Block co-wrote the Glenn Miller hit of 1941, "I Guess I'll Have to Dream the Rest". Miller also recorded a version of the Make Believe Ballroom theme, titled "Make Believe Ballroom Time", for which Block wrote the lyrics. He also had his own music publishing companies, Martin Block Music and Embee Music. Block's memory lapse gave a young performer the name she would continue on to fame with. Fannie Rose Shore auditioned for the radio show, singing "Dinah". Block declared Dinah Shore had won the spot on his radio show.

===After the Ballroom===
Block left Make Believe Ballroom in 1954 to host The Martin Block Show for ABC Radio, originating from the network's New York flagship WABC. On February 3, 1955, Block was the host of a special program to mark the 20th anniversary of Make Believe Ballroom. The star-studded event was aired in two segments and carried on ABC Radio and ABC-TV. Tickets were sold with all proceeds benefiting the March of Dimes.

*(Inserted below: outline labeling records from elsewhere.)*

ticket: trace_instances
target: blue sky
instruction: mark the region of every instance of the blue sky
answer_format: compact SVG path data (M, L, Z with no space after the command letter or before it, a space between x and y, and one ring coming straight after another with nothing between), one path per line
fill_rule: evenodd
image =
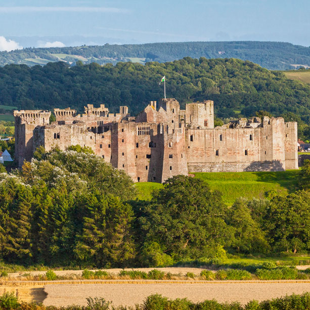
M9 40L19 47L235 40L309 46L309 0L0 0L0 49Z

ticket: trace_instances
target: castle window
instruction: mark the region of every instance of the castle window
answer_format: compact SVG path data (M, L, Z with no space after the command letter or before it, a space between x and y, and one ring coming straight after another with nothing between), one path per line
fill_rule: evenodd
M156 148L156 144L154 143L153 141L151 141L149 143L149 148Z
M138 136L145 136L150 134L149 126L139 126L137 128Z

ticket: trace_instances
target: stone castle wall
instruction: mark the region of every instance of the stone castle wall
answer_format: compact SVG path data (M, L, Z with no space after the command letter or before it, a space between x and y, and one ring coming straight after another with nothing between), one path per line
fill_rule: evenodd
M104 105L50 112L15 111L16 158L21 166L40 146L91 148L135 182L163 182L192 172L278 171L298 168L297 124L282 118L232 121L214 128L213 103L151 101L135 118L128 108L110 114Z

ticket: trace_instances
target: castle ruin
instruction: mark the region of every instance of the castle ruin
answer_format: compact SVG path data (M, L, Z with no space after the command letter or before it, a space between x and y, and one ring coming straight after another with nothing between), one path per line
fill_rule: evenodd
M297 123L282 117L241 118L214 127L213 102L174 99L150 104L136 117L126 106L111 114L104 105L51 112L15 111L15 159L21 167L37 148L92 148L135 182L163 182L191 172L279 171L298 169Z

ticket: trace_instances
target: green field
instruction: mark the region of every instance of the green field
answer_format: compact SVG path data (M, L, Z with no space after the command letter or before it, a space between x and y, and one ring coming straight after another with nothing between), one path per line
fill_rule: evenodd
M6 121L14 121L14 117L11 114L0 114L0 120Z
M285 74L288 78L310 83L310 70L307 70L306 71L293 70L282 72Z
M223 194L228 205L232 205L240 197L246 198L265 197L268 192L275 191L286 194L296 190L298 170L276 172L198 172L195 178L206 181L212 190L217 190ZM136 183L139 199L149 200L152 191L161 188L160 183Z

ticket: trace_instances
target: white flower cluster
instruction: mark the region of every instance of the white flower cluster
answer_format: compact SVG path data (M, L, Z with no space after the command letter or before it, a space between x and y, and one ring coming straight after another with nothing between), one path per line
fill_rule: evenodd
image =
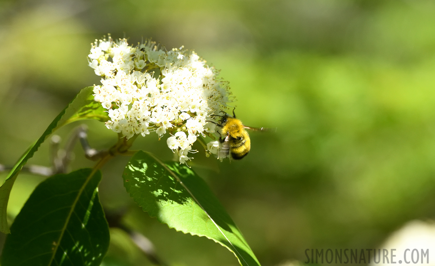
M183 47L167 51L147 41L134 47L109 37L96 40L88 56L89 66L103 77L94 92L107 109L106 126L127 138L155 132L160 139L169 131L168 146L181 163L191 159L199 134L214 132L206 120L229 101L228 83L217 77L218 71ZM216 145L207 145L211 153L217 153Z

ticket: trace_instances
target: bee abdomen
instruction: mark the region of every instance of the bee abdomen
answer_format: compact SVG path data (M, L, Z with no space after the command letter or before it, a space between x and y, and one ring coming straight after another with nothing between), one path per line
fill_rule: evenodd
M241 158L243 158L246 156L248 153L249 152L249 150L245 150L243 153L231 153L231 156L233 157L233 159L236 160L240 160Z

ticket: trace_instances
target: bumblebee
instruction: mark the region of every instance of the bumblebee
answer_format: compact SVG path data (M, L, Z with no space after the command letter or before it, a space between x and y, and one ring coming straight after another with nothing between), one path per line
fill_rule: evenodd
M249 134L245 129L253 130L263 130L266 129L263 127L251 127L244 125L240 120L236 118L234 110L232 117L227 113L224 116L212 115L212 116L220 116L221 118L219 123L212 121L208 121L221 128L219 133L221 136L219 138L219 141L221 144L218 158L228 157L231 153L233 159L236 160L242 159L251 150L251 139L249 138Z

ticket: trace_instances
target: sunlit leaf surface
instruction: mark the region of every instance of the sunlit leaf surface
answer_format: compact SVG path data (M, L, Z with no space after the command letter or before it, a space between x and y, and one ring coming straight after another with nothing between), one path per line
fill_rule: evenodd
M54 176L30 195L11 227L3 266L97 266L109 246L99 171Z
M130 196L151 217L177 231L219 243L242 265L260 265L208 186L185 165L164 163L140 151L129 162L123 176Z
M87 87L79 93L53 120L42 136L21 156L8 175L4 183L0 187L0 231L6 233L9 233L7 219L7 208L10 190L17 176L23 166L29 159L33 156L46 139L59 127L75 121L84 119L104 120L105 116L107 116L106 113L104 112L101 104L95 105L92 100L93 89L93 87Z

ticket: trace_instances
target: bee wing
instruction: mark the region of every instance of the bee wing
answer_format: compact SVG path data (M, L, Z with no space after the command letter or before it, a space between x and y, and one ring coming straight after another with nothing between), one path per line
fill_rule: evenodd
M226 158L230 154L230 134L227 134L218 153L218 158Z
M243 126L243 128L246 128L254 131L268 131L276 132L277 128L270 128L268 127L251 127L251 126Z

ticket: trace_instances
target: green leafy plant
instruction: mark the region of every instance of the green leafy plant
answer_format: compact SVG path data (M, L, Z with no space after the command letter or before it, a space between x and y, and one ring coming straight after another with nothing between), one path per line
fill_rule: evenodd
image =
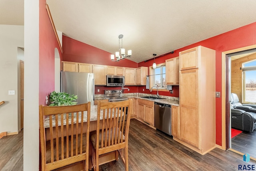
M77 95L70 95L67 93L54 91L50 95L50 106L66 106L75 105L77 102Z

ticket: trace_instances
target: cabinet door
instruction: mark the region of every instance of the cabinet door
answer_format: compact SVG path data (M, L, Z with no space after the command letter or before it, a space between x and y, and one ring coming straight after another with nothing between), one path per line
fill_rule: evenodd
M133 113L134 116L138 117L138 99L137 98L134 98L134 103L133 103Z
M123 76L124 67L116 67L116 74L117 76Z
M180 70L179 57L165 60L166 84L179 84Z
M172 135L180 138L180 107L172 106Z
M78 64L76 62L64 61L62 62L62 70L63 71L78 72Z
M154 114L154 107L145 105L145 121L150 124L154 125L155 115Z
M136 69L136 84L146 85L148 67L141 67Z
M141 103L138 104L138 117L142 121L144 120L144 105Z
M180 70L198 68L198 47L180 52Z
M125 85L136 84L136 69L126 68L124 69L124 84Z
M107 66L107 75L115 75L115 67L112 66Z
M94 74L94 84L96 85L106 85L106 66L92 65L92 73Z
M92 65L89 64L78 64L78 71L79 72L92 72Z
M198 69L181 71L180 81L180 139L199 148Z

While he officially retired from ABC and radio in 1960, he indicated that his retirement merely meant not working in the medium on a regular basis. Towards the end of his career, he was heard on WOR/New York.

In 1962 Martin Block went on to host a weekly fifteen minute radio show called Guard Session. The show was a throw back to Block’s Make Believe Ballroom, as the show was broadcast as a make believe recording studio. Each show typically featured one singer and an accompanying band. The format allowed for two National Guard commercials and aired four tunes by the respective performers. The feature performer appeared for four shows spanning one month of airing. The original shows were highly scripted and somewhat corny, typical for Martin Block. By the end of production in 1967 the show was less scripted and had looser format. The first episode featured Keely Smith and Nelson Riddle. The last episode, show 300 aired on October 29th,1967 featuring Trini Lopez. Block died at an Englewood, New Jersey, hospital September 18, 1967. He was survived by his wife, Joyce, and seven children; six of the children were from previous marriages. In 1988, Martin Block was inducted into the Radio Hall of Fame.

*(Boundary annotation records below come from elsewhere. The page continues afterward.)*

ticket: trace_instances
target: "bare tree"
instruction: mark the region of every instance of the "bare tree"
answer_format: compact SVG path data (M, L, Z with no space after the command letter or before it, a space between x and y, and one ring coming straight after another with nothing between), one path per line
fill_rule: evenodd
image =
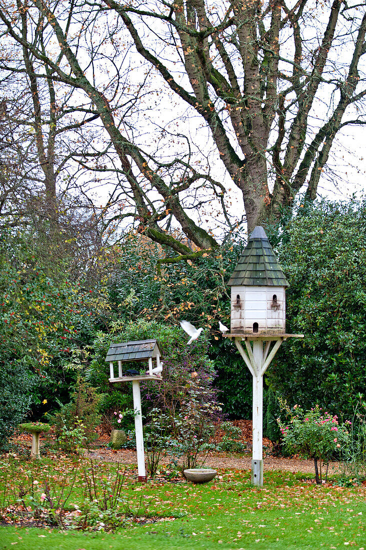
M84 167L116 178L116 218L132 216L139 230L183 256L191 250L170 232L172 220L200 249L215 248L197 212L216 200L230 233L230 192L205 155L199 160L199 140L162 122L158 138L156 113L155 133L146 135L157 93L160 101L170 91L168 108L176 98L180 128L195 117L209 133L216 166L242 194L249 230L277 219L304 186L314 199L337 133L366 120L364 3L18 0L4 2L0 18L26 68L27 56L35 60L28 74L78 90L85 111L97 116L108 162L100 156ZM173 138L175 155L167 145Z

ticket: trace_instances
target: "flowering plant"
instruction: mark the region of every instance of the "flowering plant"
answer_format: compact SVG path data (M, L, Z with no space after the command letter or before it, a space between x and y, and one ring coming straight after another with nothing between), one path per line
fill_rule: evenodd
M277 419L285 448L291 454L299 453L304 458L312 458L316 483L321 483L321 469L319 479L318 460L327 464L335 452L347 446L349 438L347 428L351 422L346 421L340 424L336 415L323 412L319 405L307 411L295 405L291 410L286 401L280 403L287 416L286 422Z

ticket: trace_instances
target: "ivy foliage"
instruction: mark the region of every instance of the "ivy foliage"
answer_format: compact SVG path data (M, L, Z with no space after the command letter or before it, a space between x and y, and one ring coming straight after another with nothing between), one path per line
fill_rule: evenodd
M366 387L366 202L300 210L278 255L287 332L304 337L281 346L267 380L291 406L351 417Z

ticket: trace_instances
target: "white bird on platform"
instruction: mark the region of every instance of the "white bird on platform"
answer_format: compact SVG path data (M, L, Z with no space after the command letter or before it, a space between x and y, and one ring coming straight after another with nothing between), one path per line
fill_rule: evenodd
M183 331L187 332L189 336L190 336L190 339L187 343L187 345L188 344L192 344L194 340L196 340L203 331L203 328L196 328L188 321L180 321L179 324Z
M151 371L151 373L153 375L155 375L156 376L161 376L161 373L162 371L162 370L163 370L163 364L162 364L162 361L160 363L160 364L159 365L159 367L155 367L155 369L152 369L152 370ZM146 371L146 374L147 375L149 375L150 374L150 372L149 372L149 371Z
M221 321L218 321L218 328L223 334L225 334L225 332L227 332L228 331L227 327L226 327L225 324L223 324Z

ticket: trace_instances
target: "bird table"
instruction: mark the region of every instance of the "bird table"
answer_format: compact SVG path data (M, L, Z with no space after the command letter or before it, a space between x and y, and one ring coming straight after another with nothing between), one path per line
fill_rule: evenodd
M144 380L155 380L161 382L161 375L162 363L160 362L161 354L156 340L141 340L133 342L122 342L119 344L112 344L108 350L106 362L110 364L111 377L110 382L132 382L132 395L135 416L135 433L136 435L136 450L137 453L137 466L139 481L146 481L146 468L145 466L145 452L144 450L144 430L143 428L143 416L141 410L141 391L140 382ZM156 366L154 368L152 360L155 359ZM149 370L145 375L132 375L124 373L122 370L123 363L130 361L148 361ZM117 362L118 376L114 376L115 361ZM154 373L157 372L159 374ZM136 371L136 372L138 371Z
M303 338L304 335L252 333L223 334L223 336L234 341L253 376L252 483L261 487L263 485L263 375L285 340ZM272 344L274 345L271 349Z

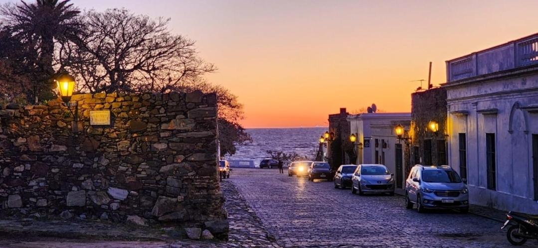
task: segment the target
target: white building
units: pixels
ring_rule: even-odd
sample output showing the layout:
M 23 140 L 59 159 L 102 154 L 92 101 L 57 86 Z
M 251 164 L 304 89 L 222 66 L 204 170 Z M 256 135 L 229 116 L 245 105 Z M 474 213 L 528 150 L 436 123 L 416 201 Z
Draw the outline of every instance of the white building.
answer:
M 384 164 L 396 176 L 397 188 L 404 185 L 405 143 L 399 141 L 394 127 L 400 124 L 406 129 L 410 113 L 369 113 L 350 115 L 351 134 L 357 136 L 356 164 Z
M 470 202 L 538 214 L 538 34 L 447 62 L 449 164 Z

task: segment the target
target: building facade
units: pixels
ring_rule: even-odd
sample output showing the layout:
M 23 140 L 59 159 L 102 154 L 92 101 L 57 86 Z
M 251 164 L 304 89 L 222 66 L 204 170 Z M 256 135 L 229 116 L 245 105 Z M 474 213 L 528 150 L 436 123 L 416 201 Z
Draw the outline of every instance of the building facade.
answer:
M 349 123 L 346 118 L 349 113 L 345 108 L 340 108 L 337 114 L 329 115 L 329 133 L 331 134 L 327 142 L 325 151 L 326 159 L 333 168 L 350 163 L 349 137 Z
M 538 214 L 538 34 L 447 62 L 448 163 L 471 203 Z
M 411 94 L 411 126 L 409 131 L 410 166 L 415 164 L 448 165 L 447 91 L 434 88 Z M 435 123 L 436 132 L 430 123 Z
M 356 164 L 382 164 L 396 177 L 397 188 L 405 181 L 406 142 L 397 138 L 394 127 L 401 125 L 408 129 L 409 113 L 368 113 L 349 115 L 351 134 L 357 137 L 354 150 Z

After his departure from WNEW in 1953, the Make Believe Ballroom was hosted by Gerry Marshall and then Art Ford. When Ford left WNEW for opportunities in television in 1958, WNEW DJ William B. Williams hosted the Make Believe Ballroom until his death in 1986. After Williams passing the show was hosted by popular entertainer Steve Allen, beginning in January 1987. Allen hosted the show from both New York and Los Angeles. By April of 1984 Steve Allen had made significant changes to the Make Believe Ballroom, Allen stated Make Believe Ballroom is "70 percent comedy and 30 percent music". The shift in emphasis was partly due to his own inclinations as a performer and partly to the presence on the program of Mark Simone, whom Mr. Allen called ”my Ed McMahon.”. The final broadcast of the WNEW Make Believe Ballroom occurred on December 10, 1992, hosted by WNEW-AM DJ Jim Harlan. In the early 21st century New York city disk jockey Claire Stevens launched a new syndicated version of The Make Believe Ballroom via the Triumph Radio Network.